I have had the privilege of knowing Katie Ohe since 1981, after choosing sculpture as my major field of study at the Alberta College of Art and Design. Katie taught second year fundamentals then and teaches there to this day. Her obvious talent, passion and attention to detail, has always been an inspiration to me and countless others. Her deep understanding of space, and the ability to work with metal of all types, coupled with her sensitivity to form has never ceased to amaze me. I am proud to in this show my work in conjunction with hers, she is a great friend.

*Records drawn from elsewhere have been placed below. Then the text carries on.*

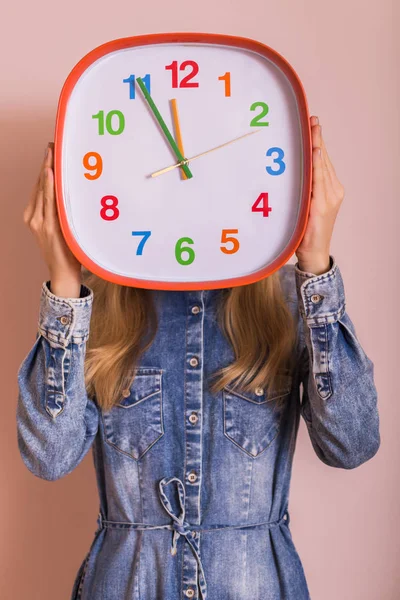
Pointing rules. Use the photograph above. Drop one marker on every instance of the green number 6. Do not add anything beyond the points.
(179, 250)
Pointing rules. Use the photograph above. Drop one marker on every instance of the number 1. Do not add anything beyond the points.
(227, 79)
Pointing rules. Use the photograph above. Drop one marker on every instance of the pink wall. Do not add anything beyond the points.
(344, 523)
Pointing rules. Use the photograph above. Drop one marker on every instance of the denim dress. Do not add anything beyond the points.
(193, 487)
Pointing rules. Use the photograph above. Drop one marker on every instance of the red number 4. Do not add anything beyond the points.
(265, 209)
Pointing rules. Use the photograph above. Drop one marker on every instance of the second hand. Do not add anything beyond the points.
(186, 161)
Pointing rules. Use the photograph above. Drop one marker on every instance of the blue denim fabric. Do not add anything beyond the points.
(193, 487)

|Alex Caldwell, 7 Red Rings, 2013|
I am a Calgary based artist. I work primarily as a sculptor. My main focus has been to explore and develop kinetic/ participation/ installation sculpture. My sculptures are idea driven. Ideas come from everyday experience. Sculptures "MONSOON", "WEEPING BEES", "TYPHOON", express my interest in how the eye perceives form, and space in motion. Resting on the floor, each form and rotary system is unique. When the forms are in rotary motion, optically, each displays a unique movement, and spatial relationship, that the mind and eye cannot immediately comprehend logically. The "objects" surfaces are smooth and tactile, inviting touch to set the sculptures in motion. Color is integral to the essence of the idea. The scale of each element of the sculpture is considered personable, friendly and approachable, provoking participation, a sense of play and communion.
I work with many media, however my preferred material is steel (welded). I can purchase the material, as a pre-formed sheet, rod, pipe, elbow, dome etc. The hardness of the material is important for the precision, and durability of the systems that allow the sculptures freedom of movement through touch.